David Fuller's view Thank you for your kind words and recommendations. As you probably realize, Fullermoney neither advertises, nor accepts advertisements, and we do not have any sales reps. Most of our subscribers and delegates have joined because of subscribers' recommendations, and we thank all of you for your interest and support.
Regarding your interesting questions, many in the Collective will know more about this than I do but I have a few thoughts. Since share price moves are a function of supply and demand, I assume that any significant reduction in supply can only make it easier for shares to rise when demand for them does increase.
Inevitably, there are significant fashion trends in the investment world and I am delighted that analysts and companies are no longer saying that "dividends are an inefficient use of capital." I always felt that was a disingenuous, self-serving mantra. However, via buybacks companies can increase earnings per share and reduce the cost of increased dividend payments. This is a timely fashion change because investors are ill-served by current government bond yields in the OECD countries, unless one is willing to accept the risk of troubled European sovereign debt. I see no need to take that risk when we can buy high-yielding equities with strong balance sheets.
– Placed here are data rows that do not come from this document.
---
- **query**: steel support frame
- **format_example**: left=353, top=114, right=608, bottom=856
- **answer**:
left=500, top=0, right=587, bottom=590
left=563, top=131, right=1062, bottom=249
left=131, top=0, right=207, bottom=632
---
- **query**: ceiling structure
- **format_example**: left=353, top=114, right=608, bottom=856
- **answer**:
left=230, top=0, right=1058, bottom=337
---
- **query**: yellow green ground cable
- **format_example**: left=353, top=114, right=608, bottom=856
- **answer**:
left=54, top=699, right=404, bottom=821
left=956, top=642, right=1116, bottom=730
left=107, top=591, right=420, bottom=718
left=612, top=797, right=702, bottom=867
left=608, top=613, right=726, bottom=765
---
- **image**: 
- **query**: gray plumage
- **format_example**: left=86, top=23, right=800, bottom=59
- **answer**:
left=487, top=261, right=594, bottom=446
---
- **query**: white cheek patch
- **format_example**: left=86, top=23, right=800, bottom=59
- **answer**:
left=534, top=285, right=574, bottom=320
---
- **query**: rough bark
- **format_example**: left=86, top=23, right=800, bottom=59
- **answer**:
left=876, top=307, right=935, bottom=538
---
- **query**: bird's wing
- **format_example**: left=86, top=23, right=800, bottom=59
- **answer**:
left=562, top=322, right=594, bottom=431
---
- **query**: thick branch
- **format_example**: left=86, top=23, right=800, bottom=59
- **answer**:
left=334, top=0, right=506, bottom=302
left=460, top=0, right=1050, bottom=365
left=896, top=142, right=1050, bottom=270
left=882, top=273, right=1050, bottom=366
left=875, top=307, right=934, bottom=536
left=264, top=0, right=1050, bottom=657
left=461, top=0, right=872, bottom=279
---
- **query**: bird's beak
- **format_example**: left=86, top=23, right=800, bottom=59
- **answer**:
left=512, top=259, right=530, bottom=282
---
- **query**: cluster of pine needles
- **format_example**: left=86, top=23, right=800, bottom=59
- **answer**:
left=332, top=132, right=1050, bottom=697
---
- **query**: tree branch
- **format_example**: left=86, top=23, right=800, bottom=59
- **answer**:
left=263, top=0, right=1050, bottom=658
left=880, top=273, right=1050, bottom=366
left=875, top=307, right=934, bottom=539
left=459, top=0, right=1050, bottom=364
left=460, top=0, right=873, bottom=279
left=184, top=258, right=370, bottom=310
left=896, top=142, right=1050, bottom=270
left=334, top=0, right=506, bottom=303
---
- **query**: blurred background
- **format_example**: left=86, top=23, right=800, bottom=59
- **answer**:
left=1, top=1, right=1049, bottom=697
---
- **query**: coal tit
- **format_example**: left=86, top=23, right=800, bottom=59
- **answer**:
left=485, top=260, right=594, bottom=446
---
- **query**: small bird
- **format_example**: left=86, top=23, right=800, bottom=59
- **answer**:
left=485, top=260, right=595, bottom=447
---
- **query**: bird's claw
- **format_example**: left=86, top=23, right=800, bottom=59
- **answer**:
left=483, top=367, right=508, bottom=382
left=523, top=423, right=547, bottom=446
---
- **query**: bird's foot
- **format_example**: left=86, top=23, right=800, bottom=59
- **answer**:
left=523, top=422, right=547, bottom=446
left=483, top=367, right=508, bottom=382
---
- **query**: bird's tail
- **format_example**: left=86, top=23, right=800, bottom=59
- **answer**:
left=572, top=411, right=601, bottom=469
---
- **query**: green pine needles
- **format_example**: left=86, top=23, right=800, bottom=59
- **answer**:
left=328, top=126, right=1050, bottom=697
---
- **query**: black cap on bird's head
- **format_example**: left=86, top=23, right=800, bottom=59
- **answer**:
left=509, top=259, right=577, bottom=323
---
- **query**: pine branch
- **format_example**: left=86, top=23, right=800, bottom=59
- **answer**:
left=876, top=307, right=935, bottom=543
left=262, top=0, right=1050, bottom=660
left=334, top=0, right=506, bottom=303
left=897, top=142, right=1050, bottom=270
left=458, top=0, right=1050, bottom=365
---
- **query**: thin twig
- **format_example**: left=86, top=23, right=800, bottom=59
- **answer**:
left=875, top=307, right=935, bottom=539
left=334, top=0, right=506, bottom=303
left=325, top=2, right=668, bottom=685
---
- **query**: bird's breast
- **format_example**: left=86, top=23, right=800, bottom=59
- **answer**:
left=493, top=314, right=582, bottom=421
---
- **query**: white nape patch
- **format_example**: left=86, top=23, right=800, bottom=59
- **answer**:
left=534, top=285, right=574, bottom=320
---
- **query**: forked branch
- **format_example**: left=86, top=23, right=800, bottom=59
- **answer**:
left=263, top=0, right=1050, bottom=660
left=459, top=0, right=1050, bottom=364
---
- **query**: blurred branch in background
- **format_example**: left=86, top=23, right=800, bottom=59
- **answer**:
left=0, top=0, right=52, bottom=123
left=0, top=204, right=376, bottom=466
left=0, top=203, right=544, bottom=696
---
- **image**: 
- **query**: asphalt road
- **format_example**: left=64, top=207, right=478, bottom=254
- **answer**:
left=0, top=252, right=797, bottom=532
Low government bond yields have reduced the risk, often expressed by analysts over the last decade or more, that aging 'baby boomers' would sell their equities to buy "safer" (sic) government bonds. While government bond yields remain low the money flow is more likely to be the other way around, in my opinion, as I have said before.
I think there have been fewer new listings in the US and Europe because it is harder for companies to obtain financing in our current environment of slower economic growth and tougher bank regulation, including higher reserve requirements.
As for the decline in stock splits, I can only guess. While these were once favoured to attract more investors and create an illusory feel good factor, they presumably increased registrar costs. Interestingly, Google announced that it would split its share yesterday. As I understand it, they will now have three categories of shares: 1) A-shares, untraded, held by the founders and which have 10 proxy votes per share; 2) B-shares that anyone can hold and which carry 1 proxy vote per share; 3) C-shares, which are new and have no proxy vote. Google's founders are ensuring that they have firm control over the company.
Lastly, I missed this email above when it came in last week and apologised to the subscriber when it was resent. He replied:
"No worries. One of the strengths of your service is how the degree of personalization makes me feel as though I am a member of a very small group when that is not exactly the case."
I am glad you feel that way. Eoin and I believe that we all learn from an interactive service that discusses items of general interest. It is part of our Empowerment Through Knowledge theme. We know that subscribers empower us with their questions, comments, articles and reports, and we hope to empower subscribers with this service.